A través de la pureza de Dios en Jesús y María, José fue elevado a una manifestación viva de las Bienaventuranzas. Sencillo, pobre y manso, José experimentó una progresión desde “Bienaventurados los que tienen hambre y sed de justicia” hasta “Bienaventurados los misericordiosos” y llegó a ese sublime estado de pureza: “Bienaventurados los de limpio corazón, porque ellos verán a Dios” (Mateo 5:8). Cuando se enteró de que su prometida esposa estaba embarazada de un hijo que no era suyo, José respondió con misericordia, no con exposición pública. Por indicación del ángel, José eligió la Misericordia en su determinación de proteger y ayudar a su amada María, ella misma sin pecado y pura, quien de otro modo estaría sola para enfrentar el exilio o la muerte. Así, la misericordia transformó la justicia, y la pureza nació como salvadora, trayendo una nueva forma de adoración, transformada por el amor.
La palabra de Dios, pura y sin pecado, entró en la dureza de este mundo con tan pocas personas y tan poca protección contra la oscuridad incierta, en Belén, en un establo, en un frío punzante. ¿Quién además de José estuvo presente en el parto del niño Jesús recién nacido? Si San José recibió al bebé (quizás incluso nacido sobre sus rodillas), entonces la promesa de las futuras Bienaventuranzas ya se había cumplido. José habría sido el primer mortal en contemplar el rostro humano de Dios encarnado en el niño Jesús: “Bienaventurados los limpios de corazón, porque ellos verán a Dios”, que se complació en habitar con los seres humanos.
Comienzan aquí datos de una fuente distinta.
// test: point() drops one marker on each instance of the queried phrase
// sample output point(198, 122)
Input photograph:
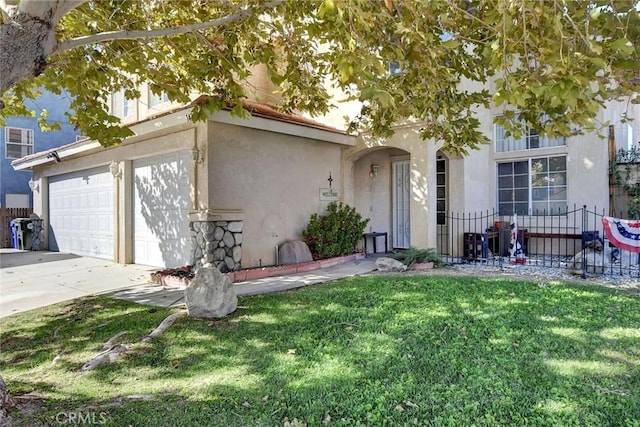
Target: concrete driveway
point(30, 280)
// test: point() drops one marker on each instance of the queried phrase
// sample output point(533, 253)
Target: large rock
point(294, 252)
point(597, 261)
point(386, 264)
point(210, 294)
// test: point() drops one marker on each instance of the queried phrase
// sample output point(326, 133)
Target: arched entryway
point(382, 192)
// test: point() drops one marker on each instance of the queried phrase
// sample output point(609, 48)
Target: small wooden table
point(374, 236)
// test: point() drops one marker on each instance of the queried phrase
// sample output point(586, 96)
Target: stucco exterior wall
point(274, 179)
point(177, 138)
point(17, 182)
point(372, 194)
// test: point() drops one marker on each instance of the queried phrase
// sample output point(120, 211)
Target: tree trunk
point(6, 401)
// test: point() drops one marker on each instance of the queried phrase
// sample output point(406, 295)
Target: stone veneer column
point(217, 239)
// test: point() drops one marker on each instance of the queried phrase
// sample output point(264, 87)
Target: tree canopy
point(551, 64)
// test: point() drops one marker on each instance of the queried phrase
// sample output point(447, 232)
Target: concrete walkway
point(30, 280)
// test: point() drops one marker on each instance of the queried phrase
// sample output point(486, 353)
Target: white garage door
point(162, 201)
point(81, 213)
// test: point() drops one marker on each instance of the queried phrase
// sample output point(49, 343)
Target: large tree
point(554, 62)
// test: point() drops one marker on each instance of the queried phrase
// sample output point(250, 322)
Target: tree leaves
point(562, 60)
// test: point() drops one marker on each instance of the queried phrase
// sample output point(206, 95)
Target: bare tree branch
point(144, 34)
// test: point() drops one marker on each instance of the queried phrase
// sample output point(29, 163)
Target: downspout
point(196, 159)
point(612, 159)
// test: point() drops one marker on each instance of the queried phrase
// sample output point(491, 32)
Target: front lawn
point(376, 350)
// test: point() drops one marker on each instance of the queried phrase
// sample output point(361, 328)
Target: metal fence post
point(584, 251)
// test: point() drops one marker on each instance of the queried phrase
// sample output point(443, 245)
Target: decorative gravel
point(628, 278)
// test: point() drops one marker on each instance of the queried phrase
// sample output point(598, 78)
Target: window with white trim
point(536, 186)
point(18, 142)
point(528, 141)
point(120, 105)
point(155, 100)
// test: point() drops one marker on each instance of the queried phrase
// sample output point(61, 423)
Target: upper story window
point(120, 105)
point(18, 142)
point(155, 100)
point(530, 140)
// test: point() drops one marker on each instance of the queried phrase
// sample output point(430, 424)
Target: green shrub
point(336, 233)
point(415, 255)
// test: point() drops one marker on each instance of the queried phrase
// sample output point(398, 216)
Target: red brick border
point(163, 277)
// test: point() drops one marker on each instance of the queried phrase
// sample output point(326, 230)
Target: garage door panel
point(81, 213)
point(162, 201)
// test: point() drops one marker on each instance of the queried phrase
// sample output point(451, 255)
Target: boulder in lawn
point(386, 264)
point(210, 294)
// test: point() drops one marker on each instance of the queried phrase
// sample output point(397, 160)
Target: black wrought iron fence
point(563, 239)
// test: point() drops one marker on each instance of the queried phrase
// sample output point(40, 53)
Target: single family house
point(231, 190)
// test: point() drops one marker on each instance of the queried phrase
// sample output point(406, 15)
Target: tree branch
point(144, 34)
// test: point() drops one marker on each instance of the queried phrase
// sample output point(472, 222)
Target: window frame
point(503, 144)
point(29, 143)
point(161, 99)
point(549, 210)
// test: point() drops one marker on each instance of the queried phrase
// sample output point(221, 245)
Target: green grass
point(377, 350)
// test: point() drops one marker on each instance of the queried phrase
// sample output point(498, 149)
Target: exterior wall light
point(114, 168)
point(374, 171)
point(34, 185)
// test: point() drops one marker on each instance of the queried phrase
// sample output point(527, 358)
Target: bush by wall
point(336, 233)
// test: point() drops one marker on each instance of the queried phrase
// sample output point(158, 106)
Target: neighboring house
point(21, 137)
point(229, 191)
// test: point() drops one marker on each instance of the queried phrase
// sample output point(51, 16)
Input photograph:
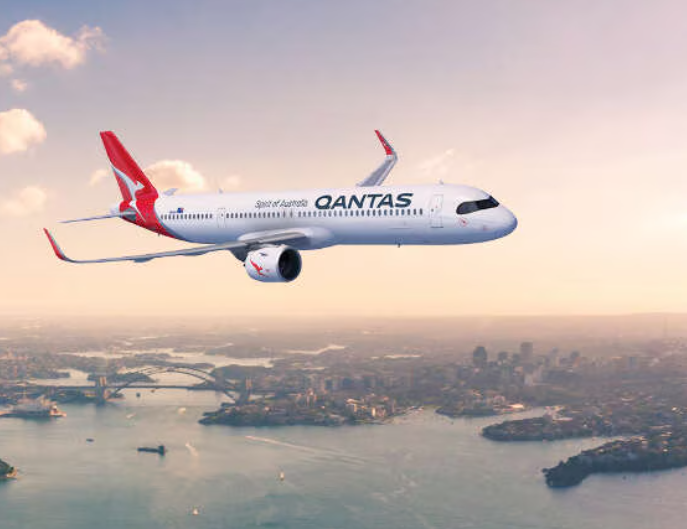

La adoración tradicional en el Templo fue reemplazada en ese momento por la pureza de corazón: Oh bendito José, hombre feliz cuyo privilegio fue, no sólo ver y oír a ese Dios a quien muchos reyes han anhelado ver, pero no vieron, anhelaron oír, pero no oyeron; ¡pero también llevarlo en brazos y besarlo, vestirlo y velar por él!
En esos años escondidos en Nazaret, José sufrió y trabajó para proteger al creciente Verbo Encarnado y a su amada María, la nueva Arca de la Alianza. ¿Sufrió también el niño Jesús, al considerar el bienestar de su madre y de su padre adoptivo? En medio de tal asombro y amor maravilloso, habría habido una aguda conciencia de la vulnerabilidad de los demás ante los poderosos poderes políticos, la corrupción y la crueldad del pecado. La Sagrada Familia era tan pequeña e insignificante.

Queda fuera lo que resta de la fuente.